Alteração 48 Artigo 9, nº 3, parágrafo 2
A coordenação operacional abrangerá a coordenação com o país afectado e, sempre que presentes, com as Nações Unidas.
A coordenação operacional abrangerá a coordenação com o país afectado e com o Gabinete de Coordenação dos Assuntos Humanitários das Nações Unidas (OCHA) e outros agentes que contribuam para o esforço geral de socorro. Tal não afectará os contactos bilaterais entre os Estados-Membros participantes e as Nações Unidas ou o país em causa.

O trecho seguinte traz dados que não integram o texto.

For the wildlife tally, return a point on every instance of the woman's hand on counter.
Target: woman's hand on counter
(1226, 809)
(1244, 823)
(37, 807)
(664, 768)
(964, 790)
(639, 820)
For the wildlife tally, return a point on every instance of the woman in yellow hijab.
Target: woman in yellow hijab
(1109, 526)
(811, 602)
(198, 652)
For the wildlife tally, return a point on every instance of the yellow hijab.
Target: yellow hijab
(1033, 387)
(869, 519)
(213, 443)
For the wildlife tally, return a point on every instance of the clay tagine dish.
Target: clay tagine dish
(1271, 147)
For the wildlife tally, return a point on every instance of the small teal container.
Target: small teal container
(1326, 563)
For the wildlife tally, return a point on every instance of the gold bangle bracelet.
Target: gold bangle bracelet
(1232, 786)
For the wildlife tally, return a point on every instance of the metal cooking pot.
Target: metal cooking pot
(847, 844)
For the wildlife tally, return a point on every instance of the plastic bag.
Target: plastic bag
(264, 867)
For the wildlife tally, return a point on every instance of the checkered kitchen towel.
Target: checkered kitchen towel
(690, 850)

Alteração 49 Artigo 10 A (novo)
Artigo 10º-A
Serão criados meios de transporte e apoio logístico suplementares mediante os procedimentos de concurso público adequados a nível internacional, com base na legislação comunitária pertinente, sem a aplicação da cláusula de excepção relativa à "segurança".
Alteração 50 Artigo 10 B (novo)
Artigo 10º-B
A Comissão, em colaboração com os Estados-Membros, assegurará através de disposições estruturais apropriadas a coordenação e integração dos sistemas de vigilância, alerta e resposta precoce para utilização pelos Estados-Membros e pelo MIC, assim como a coordenação com outras redes comunitárias e/ou organismos competentes em matéria de protecção civil.
Alteração 51 Artigo 11, parágrafo 2
Nas actividades realizadas ao abrigo do presente mecanismo poderão participar outros países terceiros desde que existam acordos para o efeito.
Nas actividades realizadas ao abrigo do presente mecanismo poderão participar outros países terceiros, bem como organizações internacionais ou regionais, desde que existam acordos para o efeito entre esses países terceiros e a Comunidade.
Alteração 52 Artigo 12
Para efeitos de aplicação da presente decisão, os Estados-Membros nomearão as autoridades competentes e delas darão conhecimento à Comissão.
Para efeitos de aplicação da presente decisão, os Estados-Membros nomearão as autoridades competentes e delas darão conhecimento à Comissão. No âmbito da assistência consular mútua, os Estados-Membros definirão pontos de contacto em regiões pré-identificadas e informarão a Comissão a esse respeito.
Alteração 53 Artigo 13, nº 4 A (novo)
4 A. Disposições estruturais de coordenação e integração, tal como previstas no artigo 10º-B.
Alteração 54 Artigo 13, nº 5 A (novo)
5 A. Os módulos contemplados no nº 3 do artigo 3º.
Alteração 55 Artigo 13, nº 5 B (novo)
5 B. Os sistemas de alerta precoce previstos no nº 1, alínea c) do artigo 4º.
Alteração 56 Artigo 13, nº 7 A (novo)
7 A. Cooperação com países terceiros, bem como com organizações internacionais ou regionais, como previsto no artigo 11°.
Alteração 57 Artigo 13, nº 8 A (novo)
8 A. Orientações para o estabelecimento e a interconexão dos sistemas de alerta precoce, bem como para a informação e formação dos cidadãos no que respeita ao modo de reagir numa situação de emergência.
Alteração 58 Artigo 14, nº 1
1. A Comissão será assistida pelo comité instituído pelo artigo 13º da proposta de regulamento do Conselho que estabelece um instrumento de resposta e preparação rápidas para emergências graves.
1. A Comissão será assistida pelo comité instituído pelo artigo 13º do projecto do Conselho que estabelece um instrumento financeiro de protecção civil, que incluirá representantes das autoridades locais e regionais.
Alteração 59 Artigo 15, nº 1
A Comissão apresentará ao Parlamento Europeu e ao Conselho um relatório anual sobre a aplicação da presente decisão, no qual indicará o valor acrescentado da acção comunitária para os cidadãos da UE e em especial para as pessoas afectadas.
A Comissão avaliará a aplicação da presente decisão de três em três anos a contar da data da sua notificação e apresentará ao Parlamento Europeu e ao Conselho as conclusões dessa avaliação.
A Comissão avaliará igualmente a aplicação da presente decisão de três em três anos a contar da data da sua notificação e apresentará ao Parlamento Europeu e ao Conselho as conclusões dessa avaliação.